Le compositeur prévoyait en effet de lui dédier sa Symphonie No 3, dite Héroïque, mais biffera son nom de la partition après son autoproclamation en tant qu’empereur en 1804. Dix ans plus tard, dans la foulée de la défaite napoléonienne contre les Alliés, Beethoven compose La Victoire de Wellington, qui sera un succès. Son unique opéra, Fidelio, écrit en 1804, est lui aussi une ode à la lutte contre l’arbitraire, tout comme sa mise en musique du texte de Goethe Egmont, et bien sûr, sa Symphonie No 9, devenue l’hymne officiel de l’Union européenne en 1985.
Rapport à la nature
Interprétée en avril 1989 par des étudiants chinois sur la place Tiananmen, cette œuvre est de tous les grands moments de l’histoire récente. C’est aussi cette symphonie que le tout nouveau dirigeant de la philharmonie berlinoise, le talentueux Kirill Petrenko, interprète pour son grand concert gratuit devant la porte de Brandebourg, en août 2019, devant 30 000 Berlinois. «Le choix de cette pièce peut sembler banal, mais cela a beaucoup de sens pour moi, expliquait alors le chef d’orchestre russe. Il était évident que je ne pouvais commencer ma mission à Berlin qu’avec cette œuvre. S’il y en a une seule que nous devrions envoyer sur une autre planète pour montrer les aspects positifs et négatifs de notre humanité, c’est celle-ci.»
Quant à sa Symphonie No 6, intitulée la Pastorale, elle décrit les rapports entre l’homme et la nature et interpelle particulièrement en ces temps de changement climatique. Le Secrétariat des Nations unies à l’environnement l’a bien compris. Il a lancé en juin un vaste projet, appelant des artistes du monde entier à créer leur propre pastorale en faveur de l’environnement.
Lire également: Les Rencontres musicales de Champéry célèbrent «le grand sourd»
Visionnaire humaniste
«Beethoven était un citoyen du monde, qui se tenait au courant des événements, résume Agnieszka Lulinska, qui a monté l’exposition Beethoven. Monde. Citoyen. Musique. Mais en raison de ses nombreuses maladies et de sa surdité, apparue très tôt, il s’est concentré sur son propre univers et a été beaucoup influencé par la nature. Il s’est créé un univers homogène.» Sur la forme aussi, la musique de Beethoven a évidemment repoussé les frontières. «Ses quatuors à cordes dépassaient les normes de longueur, à l’époque, dont la limite était fixée à quatre mouvements, rappelle Sabine Dahmen. Son Opus 131 en compte 7 et sa Symphonie No 1 sera jugée trop longue.» Autre nouveauté, la Symphonie No 9 introduira pour la première fois des chœurs, dans le quatrième mouvement.

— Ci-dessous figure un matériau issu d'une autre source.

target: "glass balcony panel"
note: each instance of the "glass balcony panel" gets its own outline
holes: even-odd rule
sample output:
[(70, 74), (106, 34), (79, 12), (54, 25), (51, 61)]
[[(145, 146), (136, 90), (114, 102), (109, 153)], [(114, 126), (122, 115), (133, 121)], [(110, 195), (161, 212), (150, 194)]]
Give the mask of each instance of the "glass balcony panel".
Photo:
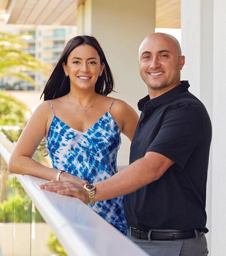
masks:
[(14, 256), (30, 256), (31, 201), (17, 179), (13, 178)]
[(13, 255), (13, 193), (9, 187), (13, 177), (0, 155), (0, 255)]

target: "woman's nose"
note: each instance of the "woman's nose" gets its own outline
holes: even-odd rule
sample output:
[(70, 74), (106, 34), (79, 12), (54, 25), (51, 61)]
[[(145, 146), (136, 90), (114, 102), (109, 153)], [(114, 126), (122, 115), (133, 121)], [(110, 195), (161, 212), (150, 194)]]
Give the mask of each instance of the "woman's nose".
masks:
[(88, 72), (89, 71), (89, 66), (87, 63), (84, 63), (82, 64), (81, 70), (84, 72)]

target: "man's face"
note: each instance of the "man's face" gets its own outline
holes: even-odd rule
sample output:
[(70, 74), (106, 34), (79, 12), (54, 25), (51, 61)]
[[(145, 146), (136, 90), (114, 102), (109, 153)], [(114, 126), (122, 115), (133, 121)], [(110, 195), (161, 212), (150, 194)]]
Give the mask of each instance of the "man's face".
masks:
[(180, 55), (178, 44), (169, 36), (157, 33), (145, 38), (140, 47), (138, 64), (148, 91), (165, 91), (180, 84), (184, 64)]

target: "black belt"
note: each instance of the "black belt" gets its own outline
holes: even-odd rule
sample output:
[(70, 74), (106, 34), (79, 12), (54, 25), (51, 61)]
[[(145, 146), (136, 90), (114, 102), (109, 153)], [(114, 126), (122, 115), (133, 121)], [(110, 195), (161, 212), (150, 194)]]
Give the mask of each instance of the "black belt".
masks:
[(174, 239), (187, 239), (196, 237), (194, 230), (189, 231), (175, 231), (166, 232), (163, 231), (141, 231), (139, 229), (130, 226), (130, 232), (131, 237), (139, 239), (148, 240), (148, 234), (150, 233), (151, 240), (174, 240)]

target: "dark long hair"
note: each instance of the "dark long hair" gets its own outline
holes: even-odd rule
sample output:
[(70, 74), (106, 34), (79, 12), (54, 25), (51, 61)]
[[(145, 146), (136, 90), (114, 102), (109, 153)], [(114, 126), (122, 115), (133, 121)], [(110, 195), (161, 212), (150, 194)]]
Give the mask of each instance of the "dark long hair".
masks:
[(71, 51), (81, 45), (89, 45), (94, 48), (99, 56), (101, 64), (105, 63), (102, 75), (98, 78), (95, 84), (95, 91), (106, 96), (113, 91), (114, 82), (112, 73), (98, 41), (93, 36), (79, 36), (71, 38), (66, 45), (41, 95), (41, 98), (44, 95), (44, 100), (59, 98), (69, 92), (70, 80), (68, 76), (65, 76), (62, 63), (65, 62), (66, 64)]

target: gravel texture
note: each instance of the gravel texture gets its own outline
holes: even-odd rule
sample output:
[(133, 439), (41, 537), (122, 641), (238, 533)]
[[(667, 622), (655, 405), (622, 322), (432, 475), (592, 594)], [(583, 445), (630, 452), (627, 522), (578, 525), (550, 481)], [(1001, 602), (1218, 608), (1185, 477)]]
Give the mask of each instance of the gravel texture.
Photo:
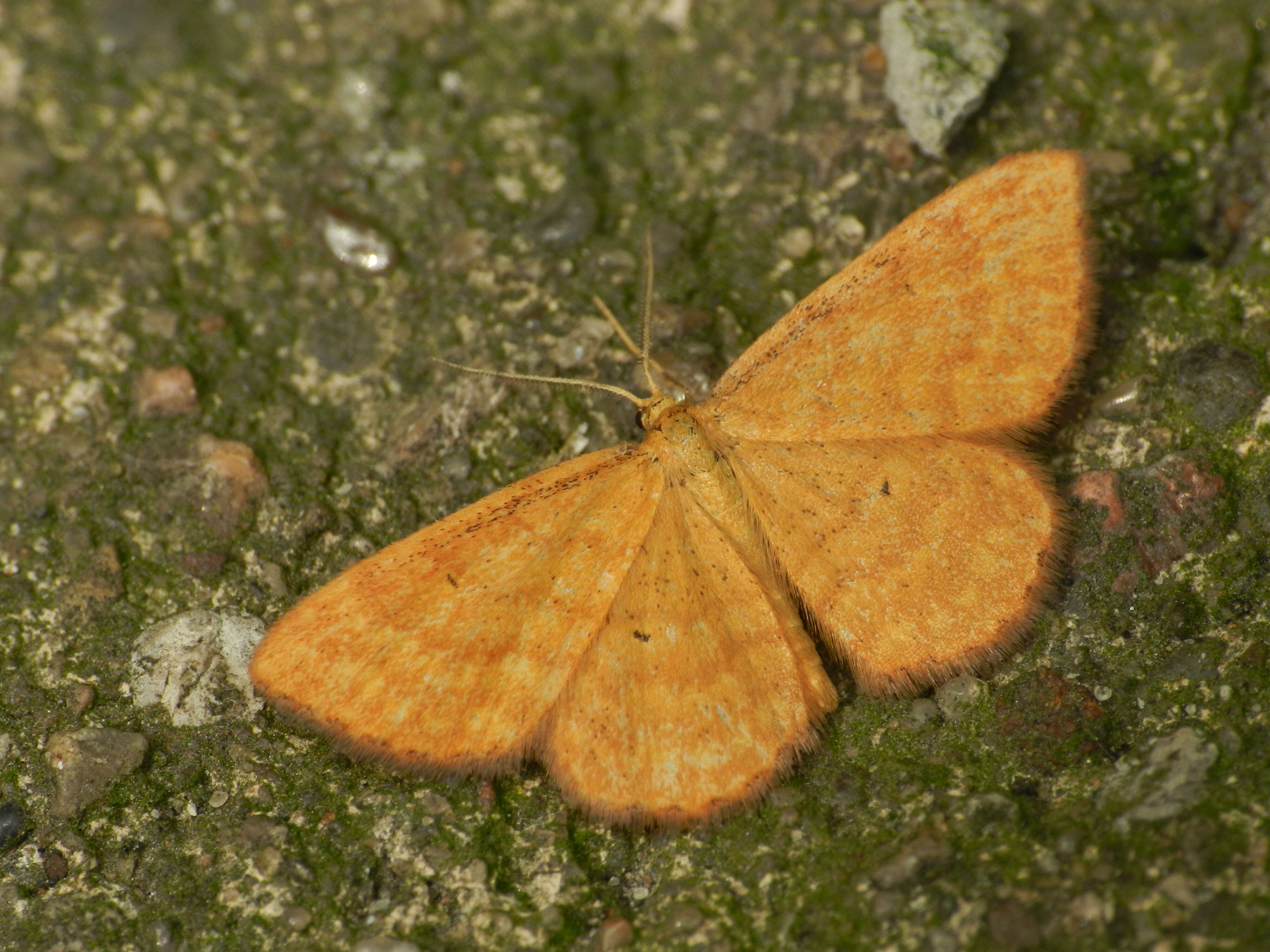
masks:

«La figure de Ludwig von Beethoven, visionnaire, humaniste et européen convaincu, est plus que jamais d’actualité, estimait en décembre dernier la ministre allemande de la Culture, Monika Grütters. Avec sa radicalité, il a brisé les frontières et enthousiasmé un large public. C’est cela qui doit être célébré cette année.»